1) How many more come through the doors of the assembly, sit amongst the body week after week, and have not been recognized as needing deliverance?
2) Who amongst the body suffers in silence and we are totally unaware?
3) How many go from week to week spiritually untouched, unnoticed, unacknowledged, and unloved within our houses of worship?
4) Why are we (the body as a whole) spiritually insensitive to their plight?

Deliverance can only come in an atmosphere that is free - free of judgment, free from man's rules, and free to allow the Holy spirit to operate in the saints who are commissioned to release the captive, heal the sick, mend the mend the brokenhearted, lift the downtrodden, and restore to wholeness the fractured souls that walk amongst us. The Body of Christ has not seen the manifestation of such power, due to a lack of compassion snuffed out by the spirits of religion, tradition and python - squeezing out and suffocating the believer. We don't see the suffering because we have either lack the compassion necessary in order to see past the flesh (spiritual sight), or feign ignorance such as to not be held accountable for those whose plight we do see.

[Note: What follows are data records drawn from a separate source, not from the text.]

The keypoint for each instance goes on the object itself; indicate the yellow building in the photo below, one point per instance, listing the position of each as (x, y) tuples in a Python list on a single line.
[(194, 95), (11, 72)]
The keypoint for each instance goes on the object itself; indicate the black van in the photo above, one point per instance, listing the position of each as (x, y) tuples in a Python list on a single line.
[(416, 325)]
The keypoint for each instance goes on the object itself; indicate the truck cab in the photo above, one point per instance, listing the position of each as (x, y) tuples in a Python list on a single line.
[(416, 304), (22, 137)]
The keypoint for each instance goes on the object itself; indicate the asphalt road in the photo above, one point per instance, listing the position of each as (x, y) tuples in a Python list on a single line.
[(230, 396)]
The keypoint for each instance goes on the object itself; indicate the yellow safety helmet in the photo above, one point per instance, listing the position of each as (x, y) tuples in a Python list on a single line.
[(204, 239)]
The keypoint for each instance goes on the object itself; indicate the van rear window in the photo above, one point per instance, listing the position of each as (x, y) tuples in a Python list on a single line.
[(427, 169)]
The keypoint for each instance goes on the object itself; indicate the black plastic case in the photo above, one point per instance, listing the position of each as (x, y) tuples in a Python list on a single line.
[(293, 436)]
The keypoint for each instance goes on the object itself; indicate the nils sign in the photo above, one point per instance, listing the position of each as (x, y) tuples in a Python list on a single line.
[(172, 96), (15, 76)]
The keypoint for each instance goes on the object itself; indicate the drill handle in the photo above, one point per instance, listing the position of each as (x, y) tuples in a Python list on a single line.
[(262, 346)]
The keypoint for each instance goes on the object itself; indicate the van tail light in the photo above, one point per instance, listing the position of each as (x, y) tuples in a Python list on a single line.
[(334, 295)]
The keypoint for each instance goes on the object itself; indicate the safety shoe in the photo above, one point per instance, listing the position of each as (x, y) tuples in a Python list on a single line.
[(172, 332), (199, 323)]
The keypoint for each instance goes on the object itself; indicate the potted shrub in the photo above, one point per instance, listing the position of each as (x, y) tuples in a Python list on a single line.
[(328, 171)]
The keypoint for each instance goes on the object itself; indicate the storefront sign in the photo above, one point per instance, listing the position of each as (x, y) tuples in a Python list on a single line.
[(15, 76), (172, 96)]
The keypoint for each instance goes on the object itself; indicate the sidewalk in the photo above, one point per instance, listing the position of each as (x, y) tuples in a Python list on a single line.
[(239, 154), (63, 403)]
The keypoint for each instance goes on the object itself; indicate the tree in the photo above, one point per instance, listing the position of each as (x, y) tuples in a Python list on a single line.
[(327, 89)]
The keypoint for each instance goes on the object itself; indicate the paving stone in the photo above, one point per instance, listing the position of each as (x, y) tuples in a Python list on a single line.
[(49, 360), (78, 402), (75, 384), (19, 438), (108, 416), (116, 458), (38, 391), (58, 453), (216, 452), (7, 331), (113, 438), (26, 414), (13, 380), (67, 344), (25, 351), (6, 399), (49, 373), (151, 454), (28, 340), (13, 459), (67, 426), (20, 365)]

We are bound by what others will say and think of us. We are afraid of how others will treat and respond to us - friends, family, fellow Christians, and strangers - if they knew what ails us, what broke us, and what we struggle with. We are bound by fear of recrimination. We are bound by the fear of offending someone and harsh rebuke if we inquire as to the spiritual state of those in our midst. We are bound by political correctness and the spirit of offence. We are bound to callous responses to others’ suffering through religious traditions and dogma - "Just have faith!” or “Hold on to faith" we flippantly tell them – none of which have much comfort and solace in the fiercest heat of the firestorm of trials and tribulation that the downtrodden find themselves in.

Likewise, we are blind to the brokenness. We are blinded by the lie that because a person dresses in their Sunday best, dances at the appropriate organ keys, claps and shouts at the appropriate utterance of the messenger behind the pulpit – that everything is o.k. with that person. We are blind to the condition of a person’s spirit, because their external appearance – race, color, culture, gender (i.e. their flesh) is different from us. Under the spirit of tradition and religion, it's a lot easier to be detached and not have the responsibility of love, or the burden of compassion.

Those within the church suffer in silence because we fear the condemnation and judgment of our fellow peers in the church. Because the church has not matured to the level where we view each other as brothers and sisters in Christ, the house of worship is reduced to a court of public opinion - a place absent of redemption and reconciliation, yet filled with judgment and condemnation. This is also true of those outside of the church - suffering in silence in fear of judgment by those in the house of worship. The body has not the power, authority, or state of perfection to do sit in judgment of itself, much less anyone outside of it; it is doing so before the appointed time in a corruptible state – resulting in both the body and those outside of it to persist in a state that is displeasing to the Lord.

As long as the Body of Christ remains spiritually blind and bound, it will be outside of the will of God, and scores of people will continue to suffer in silence because of it.